Yatırım tahkimi, küresel ekonomide istikrar ve öngörülebilirlik sağlayan bir köprü görevi görmekte. Çok uluslu şirketlerin yatırımları, gelişmekte olan ülkelere sermaye akışı sağlarken, bu yatırımların korunması ekonomik büyümeyi destekledi. 2023’te küresel doğrudan yabancı yatırım (FDI) akışları 1,3 trilyon doları aşarken, yatırım tahkimi bu akışların güvenliğini temin eden bir mekanizma olarak öne çıkıyordu.
Tahkimin küresel ekonomideki önemi şu unsurlara dayanmaktadır;
(i)Yatırımcı güveni: Tahkim, yatırımcıların siyasi riskler, kamulaştırma veya sözleşme ihlalleri gibi tehditlere karşı korunmasını sağlar. Örneğin, 2011 Arap Baharı sırasında Libya’daki projelerin askıya alınması, Türk şirketlerinin tahkim yoluyla tazminat almasını mümkün kıldı.

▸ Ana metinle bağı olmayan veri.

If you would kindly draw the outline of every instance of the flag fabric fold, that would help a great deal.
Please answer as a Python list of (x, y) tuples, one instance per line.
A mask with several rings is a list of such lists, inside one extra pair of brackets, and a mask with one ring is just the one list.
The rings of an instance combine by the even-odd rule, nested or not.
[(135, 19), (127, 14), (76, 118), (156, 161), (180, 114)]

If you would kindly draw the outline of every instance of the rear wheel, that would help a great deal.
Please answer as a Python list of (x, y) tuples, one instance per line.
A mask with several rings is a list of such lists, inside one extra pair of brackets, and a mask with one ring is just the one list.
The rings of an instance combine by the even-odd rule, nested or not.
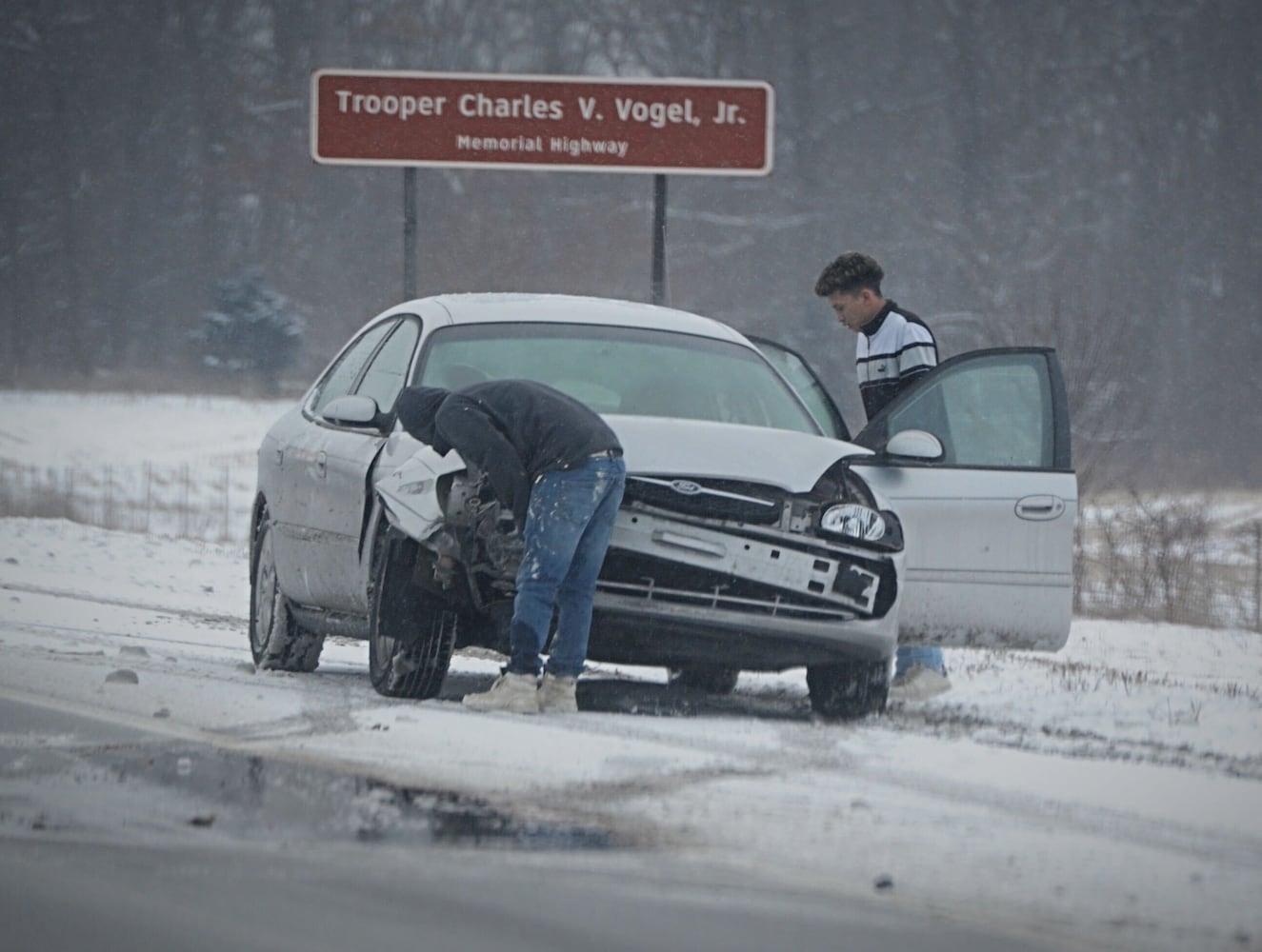
[(711, 695), (732, 694), (740, 677), (740, 668), (724, 668), (718, 665), (690, 665), (684, 668), (670, 668), (669, 673), (671, 685)]
[(289, 599), (276, 579), (276, 554), (271, 522), (262, 513), (254, 545), (250, 576), (250, 653), (266, 671), (314, 671), (324, 636), (308, 632), (294, 620)]
[(369, 593), (369, 677), (386, 697), (433, 697), (456, 648), (457, 615), (413, 584), (418, 546), (384, 531), (374, 549)]
[(810, 709), (822, 717), (856, 720), (885, 710), (888, 661), (843, 661), (806, 668)]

(ii)Ekonomik istikrar: Tahkim, devletler ile yatırımcılar arasında adil bir denge kurarak ekonomik istikrarı destekler. Devletlerin keyfi müdahalelerini sınırlandırırken, yatırımcıların haklarını korur.
(iii)Hızlı çözüm: Yerel mahkemelere kıyasla tahkim, uyuşmazlıkları daha hızlı çözer. ICSID davalarının ortalama çözüm süresi 3-4 yıl iken, yerel mahkemelerde bu süre 10 yılı aşabilir
(iv)Küresel sermaye akışı: Tahkim, gelişmekte olan ülkelere sermaye çekmek için teşvik edici politikaların bir tamamlayıcısıdır. Türkiye, bu avantajı kullanarak 2023’te 10,6 milyar dolar FDI çekti.
Türkiye’nin yatırım tahkimi karnesi: Savunma ve hücum
Türkiye hukuk pratiğinde ICSID nezdinde ülkemiz aleyhine açılan 19 davada etkileyici bir performans sergiledi. Bu davaların 11’i Türkiye lehine sonuçlandı, üçü yatırımcı lehine karar bağlandı, ikisi sulh yoluyla kapandı ve üçü devam ediyor. LSE master’lı hukukçu Tolga Bayrak’ın “Türkiye’nin Yatırım Tahkimi Karnesi” başlıklı makalesi bu konuda iyi bir referans.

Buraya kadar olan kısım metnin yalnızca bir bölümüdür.